Thanks for that excellent piece.
I’ll just note this quote from it –
Mayor de Blasio’s adoption of Vision Zero has cut the annual number of pedestrian deaths by 45 percent in less than five years.

Can we get a response from PBOT? What does de Blasio know that our elected leaders do not?

Joseph E
Joseph E
6 years ago

Re: “…cycling for transportation is still dominated by white professionals…”

While this may be true in Portland and some other cities, it isn’t true for every part of the USA. In southern California I saw many more Latino cyclists.

This report says 23% of bike trips were made by Black/Latino/Asia people in 2009, who made up about 27% of the population at that time:

https://www.citylab.com/transportation/2013/05/surprising-diversity-american-cycling-community/5737/

David Hampsten
David Hampsten
6 years ago
Reply to  Joseph E

According to the census, 43% of our local population is African-American, as are 55% of our cyclists and 90% of our transit users, here in Greensboro NC. LimeBike is getting similar numbers, except MUCH higher rates for cycling in black areas of town.

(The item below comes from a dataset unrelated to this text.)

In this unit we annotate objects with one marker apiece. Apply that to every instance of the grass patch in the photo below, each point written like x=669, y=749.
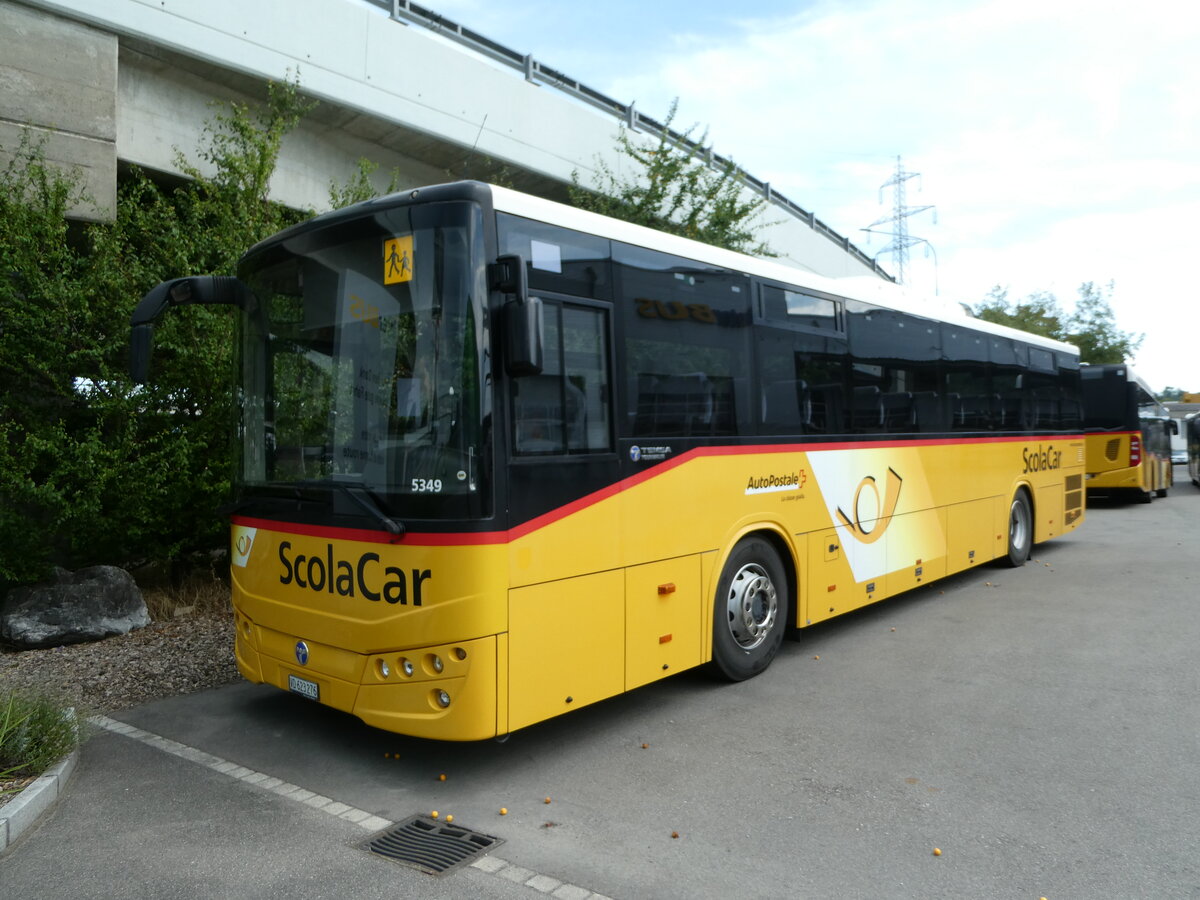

Might it be that in mostly white communities like Portland or Seattle, blacks feel intimidated riding through them? That they fear they’ll be unfairly pulled over by police for “cycling while black”?

Jim Lee
Jim Lee
6 years ago

Motoring is an obsessive-compulsive disorder.

Also, does this thread contain the first reference in BP to C. G.Jung?

Jason H
Jason H
6 years ago

Thanks BP, this week’s collection of articles was particularly well chosen. Including the two insightful dock-less bike stare stories.

Dave
Dave
6 years ago

Damn straight!

Dan A
Yes, gasoline is far too cheap.Recommended 3

q
q
6 years ago

The Mercedes ad with its “You get the &^%$ out of the way” would look great on a bus alongside one of PBOT’s new “Slow down” ads.

Michael Rubenstein
Michael Rubenstein
6 years ago

My ‘favorite’ TV car ad portrayed a SUV driver wildly driving over concrete spacers and berms to get to a coveted parking space. Having witnessed a pedestrian fatality and numerous injury scenarios in real life parking lots, this had to have been the worst behavior modeling I’ve ever seen in a car ad

Dan A
Dan A
6 years ago

You’ll like this one then, just released for the new Mustang Bullitt:

https://www.youtube.com/watch?v=qlbtzVdfVcE

It features two drivers racing for a single parking lot, one of them making a pass at 55mph.